Prof. Dr.-Ing. Thomas von Unwerth, Mitglied des VDI-Fachbeirats Antrieb und Energiemanagement sowie Professor für Alternative Fahrzeugantriebe an der TU Chemnitz, ergänzt.: „Die begleitenden Maßnahmen für klima- und umweltfreundlichere Mobilität im Konjunkturpaket sind stark ausgerichtet auf Ladesäulen-Infrastruktur und Batteriezellfertigung. Brennstoffzellen und auch E-Fuels finden dabei keine Berücksichtigung, obwohl diese weitere wichtige Eckpfeiler für Nachhaltigkeit, Klimaschutz und die Zukunft unseres Wirtschaftsstandorts bilden und es auch eine separate Wasserstoffstrategie gibt. Ziel sollte eigentlich sein, mit diesem Konjunkturpaket nicht nur kurzfristig favorisierten Technologien zum Durchbruch zu verhelfen, sondern auch langfristig neue zukunftsfähige Wirtschaftszweige verbunden mit neuen Arbeitsplätzen zu schaffen.“
Langfristig gilt es Fahrzeugantriebe zu gestalten, die einerseits über den gesamten Lebenszyklus signifikante CO2-Absenkungen erzielen und andererseits vor allem in belasteten Städten die Schadstoffemissionen weiter absenken. Kurzfristig sind CO2-Emissionen jedoch nur mit einem Mix verschiedenster moderner Antriebsarten zu senken.

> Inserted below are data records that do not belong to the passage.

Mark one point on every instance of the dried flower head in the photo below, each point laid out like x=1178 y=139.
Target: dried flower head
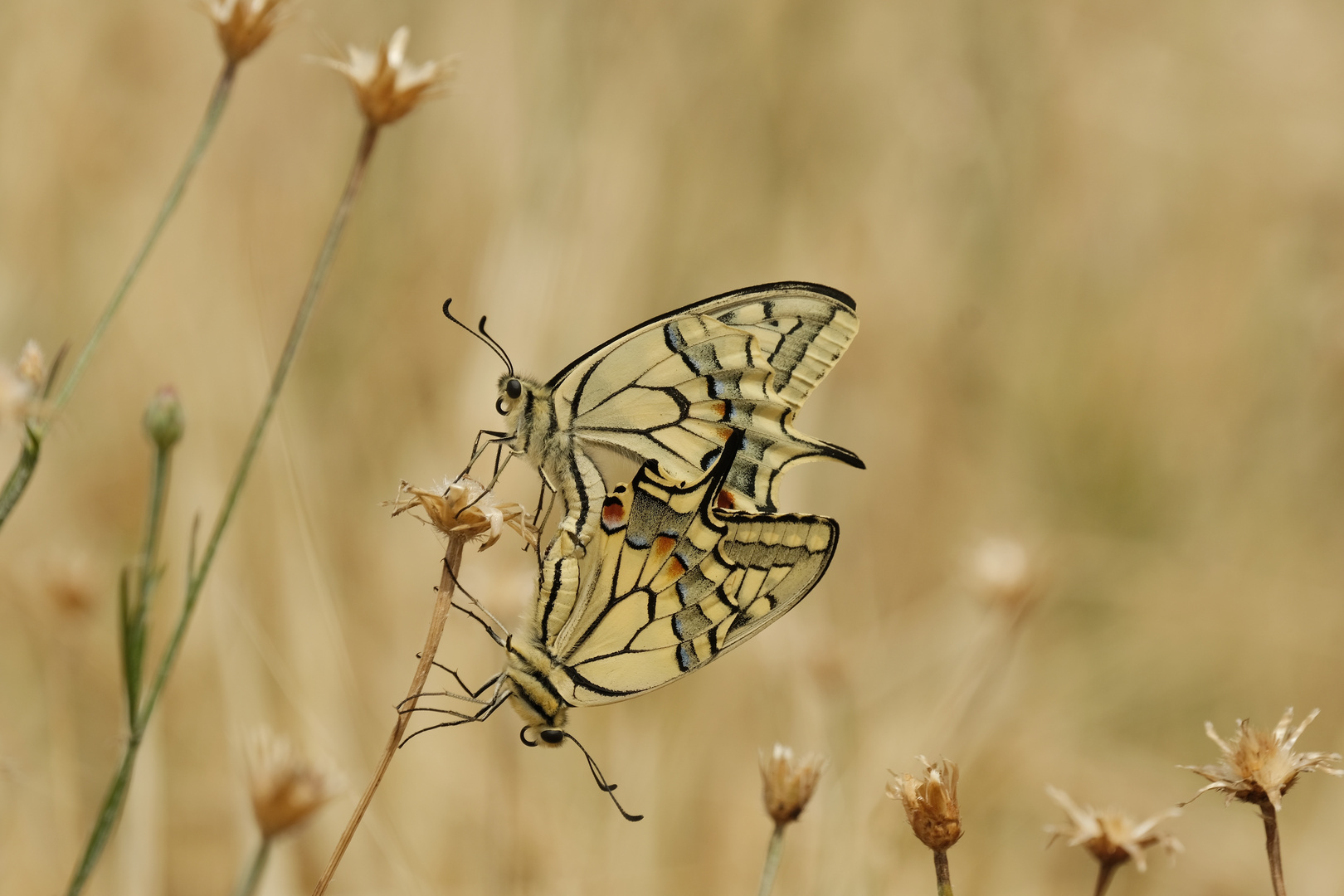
x=788 y=782
x=71 y=587
x=32 y=367
x=386 y=85
x=1259 y=766
x=1112 y=835
x=164 y=421
x=21 y=388
x=285 y=786
x=930 y=804
x=1003 y=571
x=464 y=509
x=244 y=24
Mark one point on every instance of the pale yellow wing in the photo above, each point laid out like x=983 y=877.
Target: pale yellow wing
x=676 y=582
x=675 y=388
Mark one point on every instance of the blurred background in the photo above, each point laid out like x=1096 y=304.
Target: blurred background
x=1097 y=251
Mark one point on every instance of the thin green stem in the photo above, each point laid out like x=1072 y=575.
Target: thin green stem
x=197 y=575
x=247 y=884
x=218 y=99
x=147 y=577
x=286 y=359
x=1105 y=872
x=22 y=473
x=112 y=804
x=940 y=869
x=773 y=853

Dazu gehören auch Diesel und Benziner der neuesten Generation sowie die Brennstoffzelle. „Um den Erwerb von bereits in sehr kleinen Stückzahlen verfügbaren und deswegen noch teuren Brennstoffzellenfahrzeugen zu unterstützen, liegt die Kaufpreisgrenze für den Erhalt der Innovationsprämie bei 40.000 Euro zu niedrig.“ so Thomas von Unwerth.
Laut VDI-Statusreport Luftqualität und Fahrzeugantriebe können Elektromobilität und alternative Antriebsquellen wie Gas oder Brennstoffzellen einen Beitrag zur Senkung der Schadstoffemissionen vor Ort in den Belastungsgebieten leisten. Also wird sich im Straßenverkehr der Anteil der PKW und Lieferfahrzeuge mit elektrischen Antrieben stetig erhöhen. Diese werden vor allem mit Batterien zur Speicherung der elektrischen Energie ausgerüstet werden.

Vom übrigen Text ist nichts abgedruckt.